April 29, 2009

Review: Blink

Blink
by Malcolm Gladwell

I heard about Blink about a year ago when a group of women from a website I frequent were all reading it together. When I saw it at the library I picked it up but never actually read any of it. Then I noticed an audio version of it read by the author so I loaded it onto my Zune and listened here and there when I had the time. It took me months to get through Blink. Isn't that the definition of irony?

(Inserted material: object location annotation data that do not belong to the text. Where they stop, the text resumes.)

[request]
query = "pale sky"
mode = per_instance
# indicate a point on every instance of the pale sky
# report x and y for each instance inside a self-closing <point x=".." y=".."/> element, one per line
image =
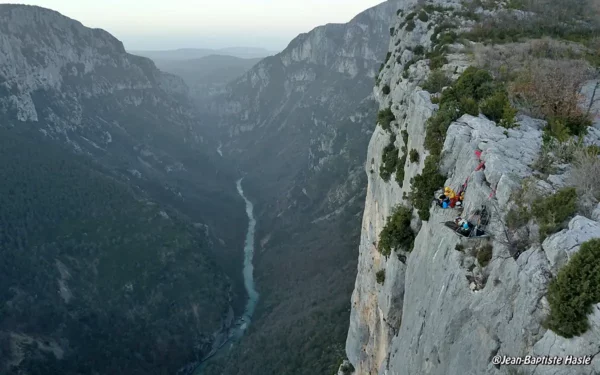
<point x="170" y="24"/>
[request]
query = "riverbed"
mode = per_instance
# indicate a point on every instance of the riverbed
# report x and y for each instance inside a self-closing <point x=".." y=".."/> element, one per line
<point x="242" y="323"/>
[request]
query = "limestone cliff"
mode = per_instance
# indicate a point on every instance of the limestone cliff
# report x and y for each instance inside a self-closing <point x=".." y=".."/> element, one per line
<point x="439" y="311"/>
<point x="118" y="226"/>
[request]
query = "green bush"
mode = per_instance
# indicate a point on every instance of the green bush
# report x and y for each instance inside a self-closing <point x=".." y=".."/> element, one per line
<point x="552" y="212"/>
<point x="387" y="57"/>
<point x="517" y="217"/>
<point x="464" y="95"/>
<point x="469" y="106"/>
<point x="385" y="117"/>
<point x="437" y="61"/>
<point x="436" y="81"/>
<point x="430" y="8"/>
<point x="484" y="255"/>
<point x="574" y="291"/>
<point x="557" y="129"/>
<point x="424" y="186"/>
<point x="414" y="156"/>
<point x="397" y="232"/>
<point x="389" y="160"/>
<point x="347" y="368"/>
<point x="498" y="109"/>
<point x="419" y="50"/>
<point x="400" y="170"/>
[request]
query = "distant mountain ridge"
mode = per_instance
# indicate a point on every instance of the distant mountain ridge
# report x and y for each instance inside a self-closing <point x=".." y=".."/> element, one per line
<point x="298" y="123"/>
<point x="196" y="53"/>
<point x="208" y="75"/>
<point x="118" y="219"/>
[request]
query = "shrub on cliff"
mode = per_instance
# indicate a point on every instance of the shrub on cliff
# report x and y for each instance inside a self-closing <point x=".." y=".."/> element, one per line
<point x="468" y="94"/>
<point x="552" y="212"/>
<point x="574" y="291"/>
<point x="397" y="232"/>
<point x="550" y="89"/>
<point x="498" y="108"/>
<point x="436" y="81"/>
<point x="414" y="156"/>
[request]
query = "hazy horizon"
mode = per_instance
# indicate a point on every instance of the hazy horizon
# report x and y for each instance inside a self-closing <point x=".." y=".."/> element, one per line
<point x="161" y="25"/>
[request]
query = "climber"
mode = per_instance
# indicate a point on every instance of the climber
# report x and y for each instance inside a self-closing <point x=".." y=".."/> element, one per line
<point x="466" y="228"/>
<point x="452" y="197"/>
<point x="443" y="201"/>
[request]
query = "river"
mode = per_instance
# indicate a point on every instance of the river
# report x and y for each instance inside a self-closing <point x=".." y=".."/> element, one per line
<point x="243" y="322"/>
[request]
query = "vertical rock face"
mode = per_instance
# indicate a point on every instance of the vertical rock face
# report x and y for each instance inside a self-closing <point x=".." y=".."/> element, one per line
<point x="298" y="124"/>
<point x="438" y="311"/>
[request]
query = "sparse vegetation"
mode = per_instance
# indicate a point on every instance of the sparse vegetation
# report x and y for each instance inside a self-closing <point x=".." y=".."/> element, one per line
<point x="550" y="89"/>
<point x="419" y="50"/>
<point x="385" y="117"/>
<point x="574" y="291"/>
<point x="414" y="156"/>
<point x="552" y="212"/>
<point x="436" y="81"/>
<point x="466" y="95"/>
<point x="499" y="109"/>
<point x="575" y="20"/>
<point x="431" y="8"/>
<point x="397" y="233"/>
<point x="347" y="367"/>
<point x="585" y="176"/>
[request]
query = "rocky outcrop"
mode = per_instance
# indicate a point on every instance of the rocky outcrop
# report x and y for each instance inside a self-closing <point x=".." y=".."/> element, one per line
<point x="298" y="123"/>
<point x="88" y="126"/>
<point x="439" y="311"/>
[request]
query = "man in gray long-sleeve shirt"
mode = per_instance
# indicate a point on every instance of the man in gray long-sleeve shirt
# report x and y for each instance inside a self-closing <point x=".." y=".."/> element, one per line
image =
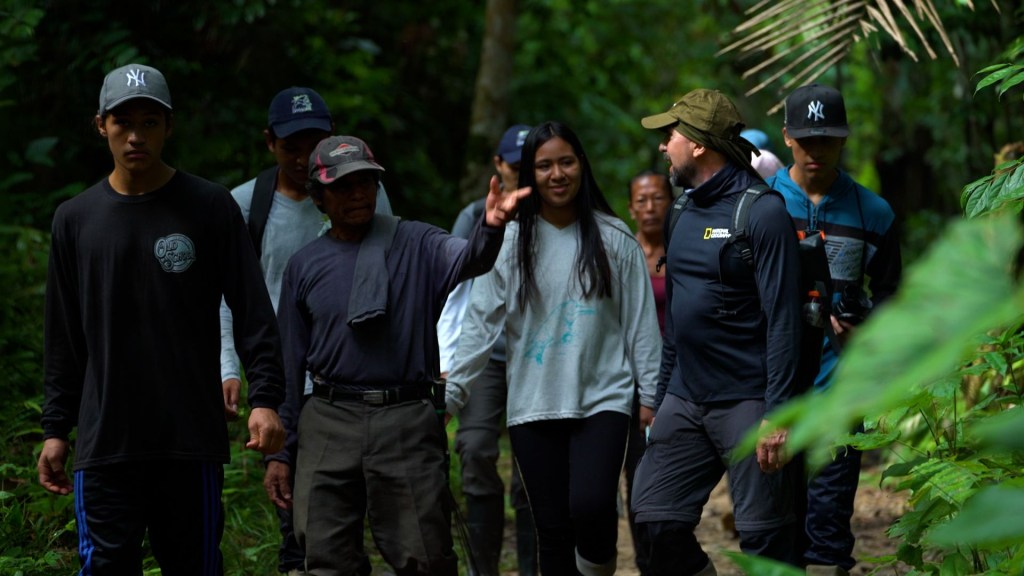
<point x="357" y="312"/>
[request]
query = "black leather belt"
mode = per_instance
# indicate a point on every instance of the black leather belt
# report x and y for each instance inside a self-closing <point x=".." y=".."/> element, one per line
<point x="384" y="397"/>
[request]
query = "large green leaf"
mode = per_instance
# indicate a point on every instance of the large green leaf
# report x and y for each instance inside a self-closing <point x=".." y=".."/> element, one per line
<point x="962" y="288"/>
<point x="991" y="518"/>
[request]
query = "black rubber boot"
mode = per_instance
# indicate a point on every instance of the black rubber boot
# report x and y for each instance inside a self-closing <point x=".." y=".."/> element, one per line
<point x="485" y="521"/>
<point x="525" y="542"/>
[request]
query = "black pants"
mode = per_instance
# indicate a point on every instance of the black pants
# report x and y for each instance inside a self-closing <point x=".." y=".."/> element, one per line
<point x="177" y="502"/>
<point x="634" y="450"/>
<point x="829" y="506"/>
<point x="570" y="469"/>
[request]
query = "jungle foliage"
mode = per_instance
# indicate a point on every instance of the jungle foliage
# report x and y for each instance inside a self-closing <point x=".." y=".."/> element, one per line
<point x="936" y="372"/>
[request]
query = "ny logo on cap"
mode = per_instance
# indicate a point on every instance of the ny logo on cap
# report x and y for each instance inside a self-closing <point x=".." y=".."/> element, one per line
<point x="300" y="103"/>
<point x="344" y="149"/>
<point x="136" y="77"/>
<point x="815" y="111"/>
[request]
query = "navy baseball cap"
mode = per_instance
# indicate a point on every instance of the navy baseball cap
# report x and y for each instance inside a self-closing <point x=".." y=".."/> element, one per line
<point x="510" y="147"/>
<point x="298" y="109"/>
<point x="815" y="111"/>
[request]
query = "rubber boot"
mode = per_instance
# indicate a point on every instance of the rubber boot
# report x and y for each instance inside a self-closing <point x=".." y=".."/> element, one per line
<point x="485" y="521"/>
<point x="820" y="570"/>
<point x="588" y="568"/>
<point x="525" y="542"/>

Blink is about the way that our minds can make a split second decision based on ... intuition? a niggling feeling? a gut reaction? Sometimes we just know that something is the case without knowing why. Snap judgment is what Blink is about. Gladwell gives many interesting and memorable examples to back up his assertions that we can and often do make better decisions when we stop analyzing data and use our own personal sense about life. I was fascinated with the stories of Dr. Gottman and his marriage studies, the way the music industry treated Kenna, and the lie detecting abilities of Paul Ekman. As it so happens I have a book on building a stronger marriage by Dr. Gottman and I enjoy watching the new Fox TV show Lie To Me based on Ekman's work. And I've now spent a little while enjoying the interesting videos that go with Kenna's unique music. I liked the sections about taste testing for Coke and Pepsi. I was not quite convinced of the ethics behind food packaging practices. I laughed at the end of the book about what happened to Gladwell when he decided on a whim to let his hair grow out.

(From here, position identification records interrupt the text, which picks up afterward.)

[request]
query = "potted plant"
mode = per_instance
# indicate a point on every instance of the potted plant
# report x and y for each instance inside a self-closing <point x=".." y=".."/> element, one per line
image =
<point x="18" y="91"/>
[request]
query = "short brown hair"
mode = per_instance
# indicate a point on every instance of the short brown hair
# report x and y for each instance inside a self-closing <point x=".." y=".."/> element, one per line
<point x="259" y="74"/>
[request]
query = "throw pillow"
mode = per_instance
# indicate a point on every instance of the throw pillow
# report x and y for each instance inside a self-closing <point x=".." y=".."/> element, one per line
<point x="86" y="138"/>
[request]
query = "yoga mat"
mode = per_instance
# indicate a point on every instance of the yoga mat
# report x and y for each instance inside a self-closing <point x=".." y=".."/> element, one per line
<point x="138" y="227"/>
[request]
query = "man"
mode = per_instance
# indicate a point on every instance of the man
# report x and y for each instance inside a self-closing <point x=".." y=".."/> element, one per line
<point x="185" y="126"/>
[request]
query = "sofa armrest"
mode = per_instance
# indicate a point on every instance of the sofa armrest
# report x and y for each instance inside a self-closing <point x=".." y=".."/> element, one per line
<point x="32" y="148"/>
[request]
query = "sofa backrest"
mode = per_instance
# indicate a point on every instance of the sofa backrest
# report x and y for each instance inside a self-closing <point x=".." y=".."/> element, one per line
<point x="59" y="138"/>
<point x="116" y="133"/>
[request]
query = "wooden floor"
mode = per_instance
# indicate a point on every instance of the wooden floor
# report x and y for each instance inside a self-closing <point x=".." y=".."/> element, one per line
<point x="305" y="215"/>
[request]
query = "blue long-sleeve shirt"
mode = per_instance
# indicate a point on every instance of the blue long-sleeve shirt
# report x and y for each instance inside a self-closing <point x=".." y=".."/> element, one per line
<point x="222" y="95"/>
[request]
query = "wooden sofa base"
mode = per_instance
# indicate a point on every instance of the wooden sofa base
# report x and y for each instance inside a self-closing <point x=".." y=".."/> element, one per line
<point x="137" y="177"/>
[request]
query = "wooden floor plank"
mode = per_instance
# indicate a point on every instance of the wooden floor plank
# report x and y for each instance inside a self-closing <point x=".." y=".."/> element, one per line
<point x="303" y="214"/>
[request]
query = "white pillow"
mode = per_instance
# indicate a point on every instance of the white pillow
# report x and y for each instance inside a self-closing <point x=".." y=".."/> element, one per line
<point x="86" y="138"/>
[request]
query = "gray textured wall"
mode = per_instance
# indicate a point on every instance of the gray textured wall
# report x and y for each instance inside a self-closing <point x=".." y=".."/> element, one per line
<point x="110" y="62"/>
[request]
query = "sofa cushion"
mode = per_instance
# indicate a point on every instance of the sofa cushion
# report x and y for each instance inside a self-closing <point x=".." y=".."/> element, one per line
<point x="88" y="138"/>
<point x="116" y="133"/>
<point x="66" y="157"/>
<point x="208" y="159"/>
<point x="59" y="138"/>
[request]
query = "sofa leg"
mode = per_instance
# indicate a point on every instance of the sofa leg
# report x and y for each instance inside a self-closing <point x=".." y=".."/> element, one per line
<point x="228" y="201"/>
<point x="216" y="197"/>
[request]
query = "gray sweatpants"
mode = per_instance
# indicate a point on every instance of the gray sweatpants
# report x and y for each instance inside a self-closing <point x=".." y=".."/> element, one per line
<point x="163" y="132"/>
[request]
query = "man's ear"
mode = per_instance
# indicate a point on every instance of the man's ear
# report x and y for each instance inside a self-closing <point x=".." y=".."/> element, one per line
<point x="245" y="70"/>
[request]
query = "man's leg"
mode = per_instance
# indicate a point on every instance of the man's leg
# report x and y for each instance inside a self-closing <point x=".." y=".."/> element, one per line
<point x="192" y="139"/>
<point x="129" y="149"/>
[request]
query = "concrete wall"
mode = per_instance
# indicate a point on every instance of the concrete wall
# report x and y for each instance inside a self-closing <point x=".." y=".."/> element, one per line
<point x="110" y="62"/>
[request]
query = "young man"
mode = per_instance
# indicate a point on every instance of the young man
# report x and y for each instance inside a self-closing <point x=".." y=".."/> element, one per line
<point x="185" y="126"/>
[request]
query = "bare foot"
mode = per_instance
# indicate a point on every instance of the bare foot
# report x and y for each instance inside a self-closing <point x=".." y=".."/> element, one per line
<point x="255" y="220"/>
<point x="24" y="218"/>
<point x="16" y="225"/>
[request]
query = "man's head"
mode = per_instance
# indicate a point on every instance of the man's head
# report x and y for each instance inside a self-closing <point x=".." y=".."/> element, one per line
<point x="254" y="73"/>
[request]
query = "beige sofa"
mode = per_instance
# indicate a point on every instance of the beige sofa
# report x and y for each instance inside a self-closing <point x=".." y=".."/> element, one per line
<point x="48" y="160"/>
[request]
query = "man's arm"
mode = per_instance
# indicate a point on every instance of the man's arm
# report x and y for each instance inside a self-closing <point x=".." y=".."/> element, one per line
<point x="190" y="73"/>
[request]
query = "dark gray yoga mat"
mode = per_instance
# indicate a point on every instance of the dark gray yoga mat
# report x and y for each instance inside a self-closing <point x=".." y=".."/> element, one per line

Gladwell has a really soothing, humble voice that encourages trust. He is quietly intelligent. He sounds like a man I'd like to meet and talk about life with. Listening to him was pleasant and I'm disappointed that the experience is now over. I wonder if The Tipping Point and Outliers have audio versions of the same quality? I'll let you know.

Buy this book at Amazon.

8 comments:

bermudaonion said...

Wow, that sounds good! Everything I read about Malcolm Gladwell's work is positive. I think I need to give it a try.

Liz said...

I'd read of "Blink" but totally forgotten about it. It sounds interesting -- and a not-particularly-painful way to gain some knowledge! I'm always in favor of the complex being made simpler to understand. Randy Charles Epping does the same thing -- using simply everyday examples to explain complex economic terms -- in his boo, I have been reading, "The 21st Century Economy - A Beginner's Guide." He relates the things going on in the economy to small things in my daily life, and that helps me understand the complexity of international economics. (You'll learn what all those terms -- TARP, derivatives, etc. - mean!)

Zibilee said...

A friend of me recommended this book to me, but I never picked it up. After reading your review I might have to try it. I am curious about the part that intuition plays in our everyday life and wonder why it is that we so often ignore it. Thanks for bringing this one back to my attention!

heatherlo said...

I'm reading Blink on audio right now and loving it! I've read Outliers, also in audio format, and it's just as good if not better than Blink. I highly recommend the audio version of that one too.

Jenny said...

I'd have loved to hear the audio version! I really enjoyed this and The Tipping Point. Malcolm Gladwell also writes really interesting columns for The New Yorker, and I think they're all archived at his website. Love reading them! (I'd link to them but I can't figure out how to do links in comments! I'm so computer illiterate.)

Elizabeth said...

I will have to check this out - I'm slowly getting in to the audio book thing.

Zibilee said...

Petunia, I wanted to let you know that I gave you an award over on my blog.

Nicole said...

I have been wanting to read Blink ever since I read Tipping Point. Might have to check it out n audio.

I am pretty sure that Outliers is out on Audio. I think I saw it on Audible the other day. Not sure about Tipping Point.